Baby sleeping on stomach with head turned right

The Connection Between Torticollis and Reflux: Understanding and Managing the Link


Torticollis, also known as a wry neck or twisted neck, is a condition where the head is twisted to one side due to spasms in the neck muscles. Reflux is a condition that affects many babies and young children and can be painful and uncomfortable. In this article, we will explore the connection between torticollis and reflux, and how managing both conditions together can help alleviate symptoms. We will also discuss treatments and therapies to consider as well as when to consult a healthcare provider.

Understanding Torticollis

Torticollis is a condition where the neck muscles become contracted and causes the head to twist involuntarily in one direction, usually towards the shoulder of the affected side. It can cause pain and discomfort, as well as a limited range of motion in the neck. While it is often seen in infants and young children, anyone can be affected by torticollis.

Understanding Reflux

Reflux occurs when stomach acid enters the esophagus, causing burning sensations and sometimes vomiting. It is more common in babies due to their lower muscle tone, but it can also occur in older children. Reflux may cause crying, irritability, and difficulty sleeping.

The Connection Between Torticollis and Reflux

Torticollis is believed to be connected to reflux in some cases. When the neck muscles become contracted due to torticollis, they can restrict the movement of the stomach contents, leading to a buildup of acid. This can lead to reflux.

Effects of Torticollis on Reflux

When the neck muscles are contracted due to torticollis, they can squeeze the stomach and cause food or liquid to become trapped. This can increase pressure in the stomach, causing more acid to enter the esophagus, resulting in painful reflux symptoms.

Effects of Reflux on Torticollis

Conversely, the pain and discomfort caused by reflux can also lead to increased muscle tension in the neck, worsening torticollis symptoms. For instance, it is more comfortable to lay on the left side or be upright with reflux. Some people with torticollis may lean to the side in an attempt to relieve their symptoms, thereby increasing the strain on the neck muscles.

Managing Torticollis and Reflux Together

In order to effectively manage both conditions together, it is important to address both at the same time. Treatment should focus on relieving the pressure in the stomach while also providing soothing exercises for the neck muscles. This may include lifestyle changes to reduce reflux symptoms, such as avoiding certain foods or having smaller feeds, and physical therapy for torticollis, which may involve stretching and strengthening exercises.

Treatments and Therapies for Both Conditions

In addition to lifestyle modifications, there are a number of medications that can be used to control reflux and reduce the severity of symptoms.

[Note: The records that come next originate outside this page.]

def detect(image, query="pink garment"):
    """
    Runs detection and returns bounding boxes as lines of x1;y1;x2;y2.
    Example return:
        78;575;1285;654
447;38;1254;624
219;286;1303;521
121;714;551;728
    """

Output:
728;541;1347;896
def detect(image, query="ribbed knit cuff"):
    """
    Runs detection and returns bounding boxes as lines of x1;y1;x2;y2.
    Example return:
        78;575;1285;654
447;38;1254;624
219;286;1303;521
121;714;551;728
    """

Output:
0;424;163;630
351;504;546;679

These may include antacids, proton pump inhibitors, H2 receptor blockers, and promotility drugs. Physical therapy is also recommended for torticollis to help improve the range of motion in the neck and relieve muscle spasms.

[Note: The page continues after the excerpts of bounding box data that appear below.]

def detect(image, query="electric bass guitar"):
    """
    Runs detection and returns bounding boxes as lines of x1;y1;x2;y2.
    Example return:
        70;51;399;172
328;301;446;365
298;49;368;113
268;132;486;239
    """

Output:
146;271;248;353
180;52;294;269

When to Consult a Healthcare Provider

If your child is experiencing a combination of torticollis and reflux symptoms, it is important to consult a healthcare provider. They can help diagnose the condition and create an appropriate treatment plan that includes lifestyle modifications, medications, and therapies to manage both conditions.


Torticollis and reflux are two common medical conditions that often occur together. While they can be managed separately, it is important to consider the connection between them in order to create an effective treatment plan. By making lifestyle changes, taking medications, and engaging in physical therapy, both conditions can be managed together for improved quality of life. If you or your child are experiencing a combination of torticollis and reflux symptoms, consult a healthcare provider for further evaluation and guidance on managing both conditions.